Getting accurate figures is a problem, he said, because there is no system of tracking how many students are actually registered by principals. They are asked to request special forms at the start of each year, but the only information is how many forms each school orders, not how many are returned or how many students are registered
by other means, such as by outside groups coming into the schools or through the Department of Public Safety when students get drivers licenses.
But based on the number of forms requested, 14 percent of Texas public high schools and no private ones requested forms in 2016; in 68 percent of counties, no public schools requested forms.

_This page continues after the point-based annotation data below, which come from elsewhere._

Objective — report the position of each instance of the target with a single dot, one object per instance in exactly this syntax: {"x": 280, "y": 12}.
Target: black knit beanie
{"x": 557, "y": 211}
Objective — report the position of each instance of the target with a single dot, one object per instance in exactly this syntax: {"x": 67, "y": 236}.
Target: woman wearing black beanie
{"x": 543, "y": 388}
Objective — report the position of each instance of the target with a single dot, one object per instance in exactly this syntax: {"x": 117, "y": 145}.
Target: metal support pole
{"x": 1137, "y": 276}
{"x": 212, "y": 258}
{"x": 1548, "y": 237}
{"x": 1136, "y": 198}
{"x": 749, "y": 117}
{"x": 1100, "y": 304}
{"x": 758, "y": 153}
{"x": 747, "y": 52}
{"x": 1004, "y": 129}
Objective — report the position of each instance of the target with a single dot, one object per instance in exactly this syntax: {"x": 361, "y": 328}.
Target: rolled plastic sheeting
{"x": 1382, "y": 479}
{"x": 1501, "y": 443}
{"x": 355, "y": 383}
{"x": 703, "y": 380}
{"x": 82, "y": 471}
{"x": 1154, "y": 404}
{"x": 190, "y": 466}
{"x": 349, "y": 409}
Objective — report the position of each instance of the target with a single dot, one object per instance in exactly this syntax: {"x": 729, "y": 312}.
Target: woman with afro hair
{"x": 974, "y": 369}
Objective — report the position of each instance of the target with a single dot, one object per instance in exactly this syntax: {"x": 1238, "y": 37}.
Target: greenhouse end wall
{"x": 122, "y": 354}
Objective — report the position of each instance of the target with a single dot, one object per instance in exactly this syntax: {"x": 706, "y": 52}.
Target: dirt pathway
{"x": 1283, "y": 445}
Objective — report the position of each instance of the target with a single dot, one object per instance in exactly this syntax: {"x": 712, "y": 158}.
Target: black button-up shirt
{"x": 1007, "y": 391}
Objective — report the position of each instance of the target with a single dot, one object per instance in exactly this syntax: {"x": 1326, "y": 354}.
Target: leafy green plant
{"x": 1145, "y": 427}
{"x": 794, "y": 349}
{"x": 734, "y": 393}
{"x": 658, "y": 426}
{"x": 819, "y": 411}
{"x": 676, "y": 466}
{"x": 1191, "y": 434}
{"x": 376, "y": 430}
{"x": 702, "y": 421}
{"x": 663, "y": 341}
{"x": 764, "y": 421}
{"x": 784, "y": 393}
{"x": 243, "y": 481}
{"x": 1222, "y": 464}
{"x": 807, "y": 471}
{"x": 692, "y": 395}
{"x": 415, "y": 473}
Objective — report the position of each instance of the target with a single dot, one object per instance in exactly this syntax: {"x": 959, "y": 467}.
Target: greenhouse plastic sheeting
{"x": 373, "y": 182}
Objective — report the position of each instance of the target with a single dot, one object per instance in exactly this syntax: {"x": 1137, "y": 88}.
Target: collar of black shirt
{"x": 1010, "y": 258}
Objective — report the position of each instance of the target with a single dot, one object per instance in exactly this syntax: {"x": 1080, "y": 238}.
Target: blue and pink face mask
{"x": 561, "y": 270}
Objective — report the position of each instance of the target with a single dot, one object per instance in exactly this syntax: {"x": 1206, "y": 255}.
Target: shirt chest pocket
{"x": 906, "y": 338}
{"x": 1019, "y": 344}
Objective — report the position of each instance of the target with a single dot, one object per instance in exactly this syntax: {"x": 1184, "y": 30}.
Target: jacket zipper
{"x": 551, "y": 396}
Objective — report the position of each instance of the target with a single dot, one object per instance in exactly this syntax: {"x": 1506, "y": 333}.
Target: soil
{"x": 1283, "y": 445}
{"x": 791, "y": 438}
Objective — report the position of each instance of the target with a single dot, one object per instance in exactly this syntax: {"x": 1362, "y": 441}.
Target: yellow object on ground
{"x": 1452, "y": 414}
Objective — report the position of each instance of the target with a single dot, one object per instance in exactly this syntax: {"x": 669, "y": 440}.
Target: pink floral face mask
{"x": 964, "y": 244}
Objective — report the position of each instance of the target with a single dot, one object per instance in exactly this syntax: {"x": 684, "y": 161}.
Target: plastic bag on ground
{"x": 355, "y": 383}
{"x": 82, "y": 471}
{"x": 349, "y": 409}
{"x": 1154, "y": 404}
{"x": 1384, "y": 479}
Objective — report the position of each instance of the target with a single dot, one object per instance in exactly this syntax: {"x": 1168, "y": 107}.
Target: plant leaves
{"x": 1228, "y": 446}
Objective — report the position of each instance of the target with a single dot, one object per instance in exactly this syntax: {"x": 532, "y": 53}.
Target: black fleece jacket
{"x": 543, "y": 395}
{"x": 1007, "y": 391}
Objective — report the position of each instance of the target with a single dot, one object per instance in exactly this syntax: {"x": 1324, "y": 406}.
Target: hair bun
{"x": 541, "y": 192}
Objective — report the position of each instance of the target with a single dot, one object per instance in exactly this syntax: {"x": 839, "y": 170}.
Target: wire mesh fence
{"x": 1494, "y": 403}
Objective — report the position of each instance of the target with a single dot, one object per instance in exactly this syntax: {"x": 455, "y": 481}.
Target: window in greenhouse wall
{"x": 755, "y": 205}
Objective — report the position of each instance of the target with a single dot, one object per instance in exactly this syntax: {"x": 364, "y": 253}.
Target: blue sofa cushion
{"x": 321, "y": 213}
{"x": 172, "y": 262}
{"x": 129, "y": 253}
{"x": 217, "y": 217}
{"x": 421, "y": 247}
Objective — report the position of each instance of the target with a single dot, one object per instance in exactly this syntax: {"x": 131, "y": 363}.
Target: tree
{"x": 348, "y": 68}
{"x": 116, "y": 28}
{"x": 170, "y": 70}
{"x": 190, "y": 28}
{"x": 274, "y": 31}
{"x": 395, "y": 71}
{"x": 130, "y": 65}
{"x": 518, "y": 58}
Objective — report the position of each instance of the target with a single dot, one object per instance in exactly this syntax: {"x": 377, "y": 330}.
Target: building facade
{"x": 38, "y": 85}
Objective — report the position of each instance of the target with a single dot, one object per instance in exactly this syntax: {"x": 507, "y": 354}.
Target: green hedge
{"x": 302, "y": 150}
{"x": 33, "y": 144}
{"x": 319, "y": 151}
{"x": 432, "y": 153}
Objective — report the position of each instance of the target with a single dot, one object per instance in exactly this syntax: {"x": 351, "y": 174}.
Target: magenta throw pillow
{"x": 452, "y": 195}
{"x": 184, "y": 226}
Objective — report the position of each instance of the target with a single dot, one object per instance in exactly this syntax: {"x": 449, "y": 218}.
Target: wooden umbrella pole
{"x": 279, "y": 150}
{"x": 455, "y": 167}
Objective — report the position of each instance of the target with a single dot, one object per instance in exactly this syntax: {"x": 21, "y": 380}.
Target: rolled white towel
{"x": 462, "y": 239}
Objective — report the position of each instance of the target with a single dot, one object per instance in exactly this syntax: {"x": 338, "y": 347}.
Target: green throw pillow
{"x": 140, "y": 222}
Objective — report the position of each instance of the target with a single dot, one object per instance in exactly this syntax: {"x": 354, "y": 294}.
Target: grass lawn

The TCRP and the Lawyers’ Committee for Civil Rights Under Law did studies, data analyses, records requests and more for four years to get the Texas Secretary of State’s office to take notice of the fact that there was virtually no accountability and that reforms were urgently needed.
Among a list of reforms suggested, a final report concluded that high schools should be supplied with voter registration forms rather than have to request them. But none
of the ideas was accepted. Instead, the Secretary of State encouraged school superintendents to recruit principals to sign a pledge that they would participate in a program to register their students, and then they would automatically be sent materials to educate and register them.
It has helped, Slattery said. Between October 2016 and February 2018, the number of registered students doubled. The latest figures show 28 percent of public schools and two private ones requested forms, and 34 percent of ISD-wide requests were included in that figure. Just 35 percent of counties did now request any forms.
But still, 183,421 Texas students attend non-compliant schools. Not all of those students are eligible, and some have been registered through other volunteer deputy registrars or DPS, but the goal is to have every one of those students in compliant schools.
Meanwhile, organizations like the League of Women Voters and the many others who go into high schools to register students must keep doing that job until the day comes when registering to vote in school is as expected as getting a report card.